Counting Stars - One Republic

Rolling In The Deep - Adele

Royals - Lorde

Dear Daisy,

I have a confession to make. I wanted to keep it to myself but somehow I feel obligated to tell you.

Today when I woke up, I wanted to make myself ready for the first meeting in Madrid. I went to the bathroom and decided to shave, just to look good in case people take pictures there. So I took my razor and without wanting it, I cut my cheek a little. It did hurt, it bleed a little but that's not my point.

What I want to say is that I felt just like about three months ago. I felt this pain that once filled me. I felt that special feeling of all your worries going away and coming back only seconds after. The feeling I had inside me for too long.

But Daisy, I didn't despise it. I didn't hate it. In that moment I didn't think of how much it hurts or to take a tissue. When I cut my cheek I felt like I've fallen back, the days where I didn't leave the flat nor did I eat. I didn't shower or changed clothes. Those days might be labelled as the dark days in my life, but in a way, I felt comfort while I cut.

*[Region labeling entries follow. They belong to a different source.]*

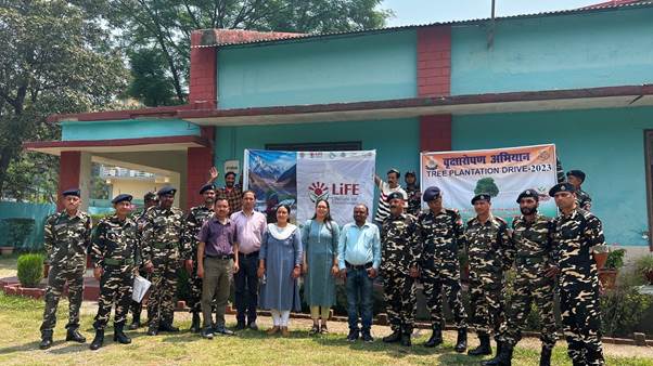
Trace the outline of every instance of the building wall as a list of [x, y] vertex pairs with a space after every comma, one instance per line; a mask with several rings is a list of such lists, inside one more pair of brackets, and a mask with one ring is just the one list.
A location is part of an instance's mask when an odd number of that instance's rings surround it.
[[121, 140], [201, 134], [200, 127], [181, 119], [61, 122], [62, 141]]
[[653, 82], [653, 9], [618, 10], [451, 31], [451, 94], [636, 86]]
[[645, 129], [652, 107], [453, 116], [452, 148], [554, 143], [565, 171], [586, 172], [607, 243], [648, 246]]
[[[419, 168], [420, 127], [418, 119], [219, 127], [216, 130], [216, 166], [238, 159], [243, 167], [245, 148], [265, 148], [273, 143], [361, 141], [363, 149], [376, 149], [376, 173], [385, 178], [390, 168], [401, 172]], [[223, 184], [220, 177], [219, 184]], [[370, 179], [372, 179], [370, 177]]]
[[414, 29], [218, 51], [220, 109], [415, 94]]

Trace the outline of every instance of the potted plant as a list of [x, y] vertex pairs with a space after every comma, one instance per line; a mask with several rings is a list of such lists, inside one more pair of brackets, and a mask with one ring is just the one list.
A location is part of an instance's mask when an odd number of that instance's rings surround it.
[[640, 257], [635, 262], [637, 273], [640, 273], [649, 285], [653, 285], [653, 254]]
[[624, 266], [626, 249], [612, 249], [607, 253], [605, 266], [599, 270], [599, 279], [603, 288], [613, 289], [616, 283], [618, 270]]

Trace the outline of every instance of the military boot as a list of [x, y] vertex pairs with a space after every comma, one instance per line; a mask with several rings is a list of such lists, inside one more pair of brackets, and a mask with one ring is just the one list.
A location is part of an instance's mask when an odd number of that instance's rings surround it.
[[89, 349], [95, 351], [102, 347], [104, 343], [104, 329], [95, 329], [95, 338], [91, 342]]
[[542, 345], [542, 352], [539, 355], [539, 366], [551, 366], [551, 351], [553, 349]]
[[47, 350], [51, 345], [52, 345], [52, 330], [41, 331], [41, 342], [39, 343], [39, 349]]
[[458, 329], [458, 339], [456, 340], [456, 352], [463, 353], [468, 350], [468, 329]]
[[200, 313], [193, 312], [193, 321], [191, 322], [191, 332], [200, 332]]
[[127, 337], [125, 331], [123, 331], [125, 324], [114, 324], [114, 342], [129, 344], [131, 343], [131, 338]]
[[481, 366], [511, 366], [512, 363], [512, 345], [508, 343], [501, 344], [501, 352], [497, 352], [495, 358], [482, 362]]
[[84, 343], [86, 342], [86, 338], [84, 338], [84, 336], [79, 332], [79, 330], [77, 328], [75, 329], [68, 329], [68, 332], [66, 334], [66, 341], [75, 341], [77, 343]]
[[487, 354], [492, 354], [492, 348], [489, 344], [489, 335], [488, 334], [478, 334], [478, 340], [481, 344], [477, 348], [470, 350], [468, 354], [470, 356], [483, 356]]
[[443, 344], [443, 328], [439, 325], [433, 326], [431, 338], [424, 343], [424, 347], [433, 348]]

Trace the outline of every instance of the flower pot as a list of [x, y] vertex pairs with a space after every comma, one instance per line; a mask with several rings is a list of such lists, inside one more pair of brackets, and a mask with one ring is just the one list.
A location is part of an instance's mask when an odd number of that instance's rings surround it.
[[597, 262], [597, 269], [601, 270], [607, 261], [607, 252], [593, 252], [594, 262]]

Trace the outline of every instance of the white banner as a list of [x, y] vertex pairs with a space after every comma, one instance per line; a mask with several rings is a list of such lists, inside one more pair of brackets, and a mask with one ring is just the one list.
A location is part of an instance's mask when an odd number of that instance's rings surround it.
[[312, 218], [318, 199], [326, 199], [341, 226], [354, 221], [354, 207], [374, 201], [376, 151], [297, 153], [297, 222]]
[[516, 198], [525, 189], [538, 192], [542, 214], [555, 215], [549, 188], [558, 183], [555, 145], [521, 146], [466, 152], [421, 154], [421, 186], [438, 186], [444, 206], [475, 214], [471, 199], [479, 193], [491, 198], [492, 213], [511, 220], [521, 214]]

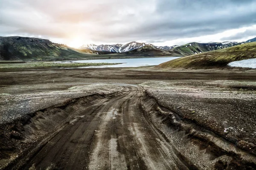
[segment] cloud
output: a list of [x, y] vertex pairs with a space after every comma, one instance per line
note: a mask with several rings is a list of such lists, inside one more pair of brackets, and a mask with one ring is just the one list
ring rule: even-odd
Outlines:
[[[223, 41], [233, 41], [236, 40], [243, 39], [245, 41], [248, 39], [256, 37], [256, 26], [253, 27], [250, 29], [246, 29], [243, 32], [238, 32], [232, 36], [223, 37], [221, 39], [221, 40]], [[247, 39], [245, 39], [246, 38]]]
[[[255, 16], [252, 0], [1, 0], [0, 36], [164, 42], [251, 26]], [[245, 32], [230, 38], [255, 34]]]

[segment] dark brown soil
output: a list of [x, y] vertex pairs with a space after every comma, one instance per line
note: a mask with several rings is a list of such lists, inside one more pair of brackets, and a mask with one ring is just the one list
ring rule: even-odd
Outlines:
[[[243, 148], [255, 143], [250, 135], [253, 132], [239, 136], [237, 143], [236, 134], [230, 131], [226, 136], [222, 129], [211, 127], [221, 124], [219, 113], [213, 108], [225, 110], [222, 96], [228, 93], [241, 96], [225, 99], [229, 109], [239, 108], [239, 114], [245, 116], [253, 113], [256, 80], [253, 70], [161, 72], [144, 68], [0, 72], [0, 94], [10, 94], [0, 96], [6, 107], [17, 102], [17, 96], [21, 102], [22, 95], [67, 92], [75, 86], [123, 87], [111, 94], [69, 96], [65, 102], [46, 105], [0, 125], [0, 169], [255, 169], [253, 146]], [[145, 84], [152, 80], [159, 87]], [[160, 82], [164, 82], [158, 85]], [[166, 88], [160, 87], [167, 83], [171, 84]], [[189, 97], [206, 91], [218, 95], [206, 100]], [[205, 107], [200, 106], [202, 101]], [[191, 108], [209, 114], [199, 116], [199, 111]], [[209, 115], [215, 116], [215, 122], [204, 121]], [[233, 122], [234, 127], [246, 127], [247, 122], [233, 121], [236, 116], [225, 120]], [[254, 116], [246, 116], [247, 125], [252, 126], [246, 129], [253, 131], [255, 125], [250, 119]]]

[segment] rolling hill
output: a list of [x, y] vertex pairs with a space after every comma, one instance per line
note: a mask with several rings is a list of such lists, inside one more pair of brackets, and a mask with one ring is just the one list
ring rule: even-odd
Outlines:
[[186, 56], [225, 48], [241, 44], [231, 42], [212, 43], [193, 42], [175, 47], [169, 52], [175, 56]]
[[96, 51], [82, 51], [48, 40], [21, 37], [0, 37], [0, 60], [49, 60], [82, 58], [96, 54]]
[[234, 61], [256, 58], [256, 42], [183, 57], [161, 64], [156, 68], [211, 68], [227, 66]]

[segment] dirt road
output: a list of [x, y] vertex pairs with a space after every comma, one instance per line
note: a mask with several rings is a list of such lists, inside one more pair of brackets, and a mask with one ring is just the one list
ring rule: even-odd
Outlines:
[[187, 169], [143, 116], [142, 88], [129, 88], [81, 113], [21, 169]]

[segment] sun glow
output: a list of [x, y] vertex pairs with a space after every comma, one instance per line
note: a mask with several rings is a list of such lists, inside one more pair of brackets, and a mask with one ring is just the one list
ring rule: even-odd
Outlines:
[[71, 47], [78, 48], [84, 44], [84, 42], [85, 41], [80, 38], [76, 38], [72, 40], [67, 45]]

I felt like this empty hole, that will be in me forever, is not as empty anymore. I know it sounds absolutely stupid and insane. But I like it. I like feeling pain, and when I feel it I don't try to stop it. I want to feel it, call me crazy, but feeling the pain from the outside lets the pain from the inside be less painful.

Dase, believe me when I'm saying that it was only one cut. It was only an accident with the razor. It's because I'm the clumsy Harry that I am. I didn't cut on purpose and I don't want to repeat the mistake.

I'm over hurting myself to feel whole. I'm over liking to feel the pain. I'm over crying and I'm over starving. I'm over sleepless nights and lonely days.

I'm a new Harry, the lad that has an amazing job, the one who's desperately looking for a new home. I'm the new Harry who has almost completed the 'new life' resolution. It does feel good to be this kind of Harry.

My inner wounds haven't completely healed yet, but I'm on my way. I'm on the way to happiness and guess what Dase. It feels better than the pain, so, so much better than crying and starving. It feels better than being weak and lonely.

I'm the new Harry and I'm here to find my way to happiness.

That's something I'd say if I had to present myself.

I don't know Dase. It feels so stupid not to be able to talk to you. I used to tell you things and you used to tell me things and we used to be happy about things. We did so much together and when I look back at the days, I don't wish to see you again, I don't crave to touch you or to kiss you. To be really honest the thing I want the most is to hear your voice.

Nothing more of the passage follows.